Colonel Lawrence Wilkerson thinks he knows.  Wilkerson was Colin Powell’s chief of staff at the time of the Yellow Cake disaster and that situation led to disillusionment.  Wilkerson, now a professor at William & Mary, warned in an interview on Tuesday, September 11 that “the neoconservative agenda” for an escalated United States war on Syria followed by war on Iran has had a “resurrection” in President Donald Trump’s administration.”

From administration rhetoric, speculation that that is the plan is not unreasonable.   Backing al Nusra, an al Qaeda front In Idlib is only the excuse to defeat Iran in Syria.  Embedded in that ointment is a fly.  That fly is Russia.  Bolton seems to think baiting the Russkies is without cost.

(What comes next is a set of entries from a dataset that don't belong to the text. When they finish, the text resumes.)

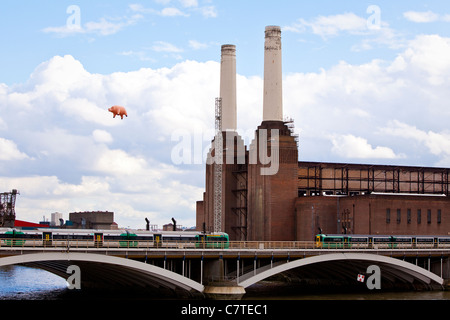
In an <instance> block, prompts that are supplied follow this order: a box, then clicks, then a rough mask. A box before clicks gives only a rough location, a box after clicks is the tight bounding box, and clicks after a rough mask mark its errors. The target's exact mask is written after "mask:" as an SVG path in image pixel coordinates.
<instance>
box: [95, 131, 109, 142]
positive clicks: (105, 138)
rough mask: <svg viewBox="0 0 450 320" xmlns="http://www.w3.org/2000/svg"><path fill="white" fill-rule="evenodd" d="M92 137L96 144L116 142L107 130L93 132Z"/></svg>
mask: <svg viewBox="0 0 450 320" xmlns="http://www.w3.org/2000/svg"><path fill="white" fill-rule="evenodd" d="M92 137H93V138H94V141H95V142H99V143H111V142H113V141H114V139H113V137H112V136H111V134H110V133H109V132H107V131H105V130H99V129H96V130H94V131H93V132H92Z"/></svg>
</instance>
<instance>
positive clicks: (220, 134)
mask: <svg viewBox="0 0 450 320" xmlns="http://www.w3.org/2000/svg"><path fill="white" fill-rule="evenodd" d="M215 110H216V117H215V119H216V121H215V122H216V136H215V139H214V153H215V155H214V159H215V163H214V232H221V231H222V163H223V136H222V98H216V108H215Z"/></svg>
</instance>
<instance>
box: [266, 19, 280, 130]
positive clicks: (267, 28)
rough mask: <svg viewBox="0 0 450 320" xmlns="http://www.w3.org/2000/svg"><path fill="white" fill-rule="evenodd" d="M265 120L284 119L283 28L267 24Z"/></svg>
mask: <svg viewBox="0 0 450 320" xmlns="http://www.w3.org/2000/svg"><path fill="white" fill-rule="evenodd" d="M263 121H283V98H282V79H281V28H280V27H278V26H267V27H266V30H265V43H264V100H263Z"/></svg>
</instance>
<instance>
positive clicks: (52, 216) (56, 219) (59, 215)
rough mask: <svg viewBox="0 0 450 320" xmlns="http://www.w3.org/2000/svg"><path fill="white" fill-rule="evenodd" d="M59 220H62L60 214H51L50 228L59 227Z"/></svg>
mask: <svg viewBox="0 0 450 320" xmlns="http://www.w3.org/2000/svg"><path fill="white" fill-rule="evenodd" d="M60 219H62V213H60V212H53V213H52V214H51V220H50V226H51V227H59V226H61V221H60Z"/></svg>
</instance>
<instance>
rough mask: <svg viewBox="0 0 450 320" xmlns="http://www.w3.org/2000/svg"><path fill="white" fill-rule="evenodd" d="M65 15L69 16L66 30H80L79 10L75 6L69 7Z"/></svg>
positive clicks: (73, 5)
mask: <svg viewBox="0 0 450 320" xmlns="http://www.w3.org/2000/svg"><path fill="white" fill-rule="evenodd" d="M66 13H67V14H70V16H69V17H68V18H67V20H66V27H67V29H72V30H74V29H81V9H80V7H79V6H77V5H74V4H73V5H70V6H68V7H67V9H66Z"/></svg>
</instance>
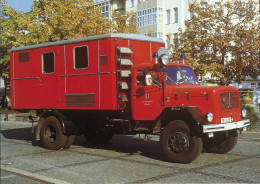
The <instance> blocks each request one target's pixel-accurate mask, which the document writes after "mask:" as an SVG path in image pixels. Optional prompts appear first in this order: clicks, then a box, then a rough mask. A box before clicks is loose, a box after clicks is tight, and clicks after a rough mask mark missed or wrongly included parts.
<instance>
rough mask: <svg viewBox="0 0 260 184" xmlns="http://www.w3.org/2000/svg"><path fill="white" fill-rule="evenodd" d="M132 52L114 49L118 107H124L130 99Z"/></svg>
mask: <svg viewBox="0 0 260 184" xmlns="http://www.w3.org/2000/svg"><path fill="white" fill-rule="evenodd" d="M132 54H133V51H132V50H131V49H130V48H128V47H120V45H118V46H117V47H116V60H117V63H116V70H117V84H118V86H117V92H118V95H117V96H118V107H119V108H124V107H126V102H127V101H128V98H129V97H130V96H129V95H130V88H129V85H130V84H129V83H130V81H131V79H130V77H131V66H132V65H133V62H132Z"/></svg>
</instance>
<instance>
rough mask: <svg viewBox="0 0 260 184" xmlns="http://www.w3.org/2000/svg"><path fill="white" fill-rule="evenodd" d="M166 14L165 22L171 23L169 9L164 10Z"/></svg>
mask: <svg viewBox="0 0 260 184" xmlns="http://www.w3.org/2000/svg"><path fill="white" fill-rule="evenodd" d="M166 14H167V24H170V23H171V10H170V9H169V10H166Z"/></svg>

Who knows, it may be.  Turkey shot down a Russian Plane and US forces killed Russian mercenaries in Syria at Deir al-Zour.  The night before this was written, a Russian plane with troops aboard was shot down by Syrian anti-aircraft fire due to an incursion in Syrian air space by Israeli planes.

Russia has to get to it or fold and admit they are not a world power.  If they decide enough is enough and stop being long suffering, the reductio ad absurdum will be nuclear war, and we shall get there.

So far, despite media propaganda, Putin has been the adult in the room.  On Long Hill, we hope he can pull it off again.